Nomenclatura Brasileira de Serviços (NBS)

Reforma Tributária e NBS: o que sua empresa precisa saber agora

Você sabia que a forma como os serviços serão classificados e tributados no Brasil está mudando? E que essa mudança vai exigir ajustes imediatos nos cadastros, sistemas e processos da sua empresa?
A Nomenclatura Brasileira de Serviços (NBS), criada há mais de uma década, passa a ter papel central no novo sistema tributário brasileiro, a partir da Reforma Tributária regulamentada pela LC 214 de 2025 que, em seu texto, traz a NBS como referência principal para identificação de serviços. Ignorar essa transição pode gerar autuações, erros de cálculo e perda de benefícios fiscais.
Neste conteúdo, explicamos de forma objetiva o que é a NBS, por que ela importa e quais os cuidados práticos que as empresas precisam adotar.

O que é a NBS e qual sua relação com a Reforma Tributária?

A NBS é uma tabela padronizada que classifica os serviços de forma detalhada, semelhante ao que a NCM faz com os produtos. Criada em 2011, já era utilizada em operações internacionais e em situações específicas no Brasil.

Agora, com a Reforma Tributária, a NBS se torna a referência oficial para a classificação de serviços no mercado interno, substituindo gradualmente a antiga Lista de Serviços da Lei Complementar nº 116/2003.
Isso significa que tributos como o IBS (Imposto sobre Bens e Serviços) e a CBS (Contribuição sobre Bens e Serviços), que substituirão o ISS e o PIS/COFINS, terão sua apuração vinculada diretamente aos códigos da NBS.

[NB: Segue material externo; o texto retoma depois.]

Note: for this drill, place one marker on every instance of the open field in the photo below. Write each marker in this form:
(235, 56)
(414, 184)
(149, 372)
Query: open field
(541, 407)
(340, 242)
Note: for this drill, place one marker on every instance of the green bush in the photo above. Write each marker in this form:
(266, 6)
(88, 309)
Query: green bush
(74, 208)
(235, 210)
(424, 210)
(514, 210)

Por que a NBS é relevante na prática?

A adoção da NBS traz impactos concretos para o dia a dia das empresas:
  • A apuração correta de IBS e CBS dependerá da classificação precisa dos serviços;
  • Benefícios fiscais, regimes diferenciados e eventuais reduções de base serão aplicados com base nos códigos da NBS;
  • Erros de enquadramento podem gerar autuações, glosas de crédito e divergências com o Fisco;
  • Sistemas de gestão (ERP), cadastros de fornecedores e processos fiscais precisam ser revisados.
Portanto, a transição para a NBS não é apenas um ajuste técnico, mas uma medida essencial para garantir a conformidade e reduzir riscos tributários no novo modelo.

Quais os passos práticos para a adaptação?

Para que sua empresa esteja preparada, recomenda-se:
✅ Realizar um mapeamento DE-PARA entre os códigos da antiga Lista de Serviços da LC 116/2003 e os códigos atuais da NBS;
✅ Atualizar cadastros de produtos e serviços, parametrizações fiscais e planos de contas contábeis;
✅ Revisar contratos e documentos fiscais para assegurar o enquadramento correto conforme a NBS;
✅ Buscar apoio do departamento fiscal ou de consultorias especializadas na transição;
✅ Acompanhar os materiais oficiais do Ministério do Desenvolvimento, Indústria, Comércio e Serviços (MDIC), Receita Federal e entidades de classe, como CFC e Sebrae.

Onde consultar a NBS de forma segura?

A versão atualizada da NBS, com suas Notas Explicativas de Classificação (NEBs), está disponível no site oficial do MDIC. Além disso, entidades como Receita Federal, CFC e Sebrae disponibilizam conteúdos de apoio para orientar as empresas na correta aplicação da tabela.

Conclusão: agir agora evita riscos no futuro

A NBS é mais do que uma tabela de códigos. Ela é o alicerce técnico da nova forma de tributar serviços no Brasil. Negligenciar sua correta adoção pode gerar inconsistências, penalidades e perda de benefícios fiscais.
Empresas que se anteciparem ao processo de transição sairão na frente, com maior segurança jurídica, previsibilidade e conformidade no ambiente tributário que se desenha.